Smith defined the “R” upgrade effort incorporates a brand new fuselage that reinforces the Little Bird’s design restrict to five,000 kilos. The overhaul additional contains new tools like a smaller mission laptop and interfaces for next-gen comms. Smith mentioned the overarching effort ought to keep on by the 2031 to 2032 timeframe.

“That’s about a 15-year life we’ve predicted on that fuselage. I think that gives us a little bit of time to allow the Army to figure out what it’s going to do for its scout requirement,” Smith mentioned. “So FARA has been canceled, but the requirement itself to have something that can see, sense, fix adversaries over the horizon, that still exists. And so whether that’s going to be unmanned systems or some sort of manned-unmanned teaming, we’ll have that time to figure that out. And then we’ll do incremental changes along the way.”

The FARA cancellation isn’t the one aviation fallout from the Army’s rotorcraft shakeup. Smith mentioned SOCOM can be feeling the consequences of the Army’s resolution to delay manufacturing of the Improved Turbine Engine Program (ITEP). The command was anticipating to include ITEP for the its specialized MH-60M Black Hawk helicopters made by Lockheed Martin subsidiary Sikorsky. 

“We had planned to do some work with the ITEP engine. But that was predicated on the Army getting that qualification done first,” he mentioned. “So we know that they’re going to continue their qualification of that engine, but they’ve delayed the procurement so we think there’s a four- to five-year shift based on the aviation re-balance.”

Even although platforms just like the Black Hawk might now have to stay round till the 2050s or longer, Smith nonetheless emphasised the worth of the Army’s bigger Future Vertical Lift (FVL) effort that encompasses different components, just like the in-development Future Long-Range Assault Aircraft.

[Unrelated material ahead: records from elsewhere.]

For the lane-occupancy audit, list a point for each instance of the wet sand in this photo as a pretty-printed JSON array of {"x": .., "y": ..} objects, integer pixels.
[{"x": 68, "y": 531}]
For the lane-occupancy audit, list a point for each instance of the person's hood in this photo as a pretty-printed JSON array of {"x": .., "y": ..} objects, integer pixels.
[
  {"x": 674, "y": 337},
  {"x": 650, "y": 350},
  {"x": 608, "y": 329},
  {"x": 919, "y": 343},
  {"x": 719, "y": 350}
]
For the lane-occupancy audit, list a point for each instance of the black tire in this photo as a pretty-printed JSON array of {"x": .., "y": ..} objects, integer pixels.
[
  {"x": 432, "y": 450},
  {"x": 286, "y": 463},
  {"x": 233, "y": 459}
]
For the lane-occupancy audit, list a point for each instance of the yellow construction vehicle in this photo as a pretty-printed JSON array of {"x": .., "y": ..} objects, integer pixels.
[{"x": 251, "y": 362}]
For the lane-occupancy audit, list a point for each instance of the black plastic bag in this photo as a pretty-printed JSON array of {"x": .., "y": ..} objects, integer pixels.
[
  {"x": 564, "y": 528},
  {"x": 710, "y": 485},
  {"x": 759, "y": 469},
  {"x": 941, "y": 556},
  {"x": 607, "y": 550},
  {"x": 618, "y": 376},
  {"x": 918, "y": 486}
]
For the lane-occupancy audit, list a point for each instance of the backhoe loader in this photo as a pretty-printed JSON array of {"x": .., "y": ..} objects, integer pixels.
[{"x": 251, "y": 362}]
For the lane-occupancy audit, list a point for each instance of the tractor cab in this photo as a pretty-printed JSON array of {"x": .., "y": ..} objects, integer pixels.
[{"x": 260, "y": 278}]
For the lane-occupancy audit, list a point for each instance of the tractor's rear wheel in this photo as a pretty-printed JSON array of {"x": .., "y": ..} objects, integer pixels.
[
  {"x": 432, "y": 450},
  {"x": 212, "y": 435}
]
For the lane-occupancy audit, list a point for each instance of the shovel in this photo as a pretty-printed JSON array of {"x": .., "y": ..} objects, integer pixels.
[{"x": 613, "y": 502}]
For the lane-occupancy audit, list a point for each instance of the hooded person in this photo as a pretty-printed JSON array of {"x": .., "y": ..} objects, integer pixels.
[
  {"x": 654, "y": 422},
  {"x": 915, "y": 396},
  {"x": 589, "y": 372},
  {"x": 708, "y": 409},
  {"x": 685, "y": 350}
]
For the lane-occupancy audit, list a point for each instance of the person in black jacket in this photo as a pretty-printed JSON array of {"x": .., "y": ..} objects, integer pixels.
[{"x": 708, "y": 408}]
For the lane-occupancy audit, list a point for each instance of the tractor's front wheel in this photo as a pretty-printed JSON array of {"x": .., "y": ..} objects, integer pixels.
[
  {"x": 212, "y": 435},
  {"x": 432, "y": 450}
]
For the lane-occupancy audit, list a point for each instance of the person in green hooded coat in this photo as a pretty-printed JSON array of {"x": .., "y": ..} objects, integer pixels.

Specifically, Smith described the worth of the FVL “ecosystem,” which he mentioned SOCOM was “counting on” for brand spanking new enhancements like a modular open system structure that may assist foster objectives like a standard Army helo cockpit. That function is predicted for future plane, and although SOCOM would love it for legacy platforms, Smith mentioned the command is “not really sure yet” how that may work.

The command has many ambitions, Smith mentioned, however a good funds restricts what’s sensible. That’s the place, he mentioned, business is available in.

“I need your help. SOCOM cannot do this alone. If you look at the percentage of the SOCOM budget compared to the overall national defense budget, it’s miniscule,” he advised business attendees. “So I want your funding in the proper applied sciences to assist us area superior functionality.

“But additionally, I need your help with controlling cost and with quality assurance. And so since COVID, we’ve seen over a 40 percent growth in material cost,” he continued. “We’ve got to find a way to be able to make things in this country again, affordably.”

Smith additionally implored business to simply accept decrease margins on their sustainment work — usually the costliest portion of a program and a profitable alternative for distributors — for the great of nationwide safety. 

“We’ve got to do something about obsolescence. Just because you can’t make 40 percent on a product doesn’t mean that we shouldn’t be supporting that,” he mentioned. “There’s got to be some folks that are out there willing to make a 10 percent margin and keep things working.”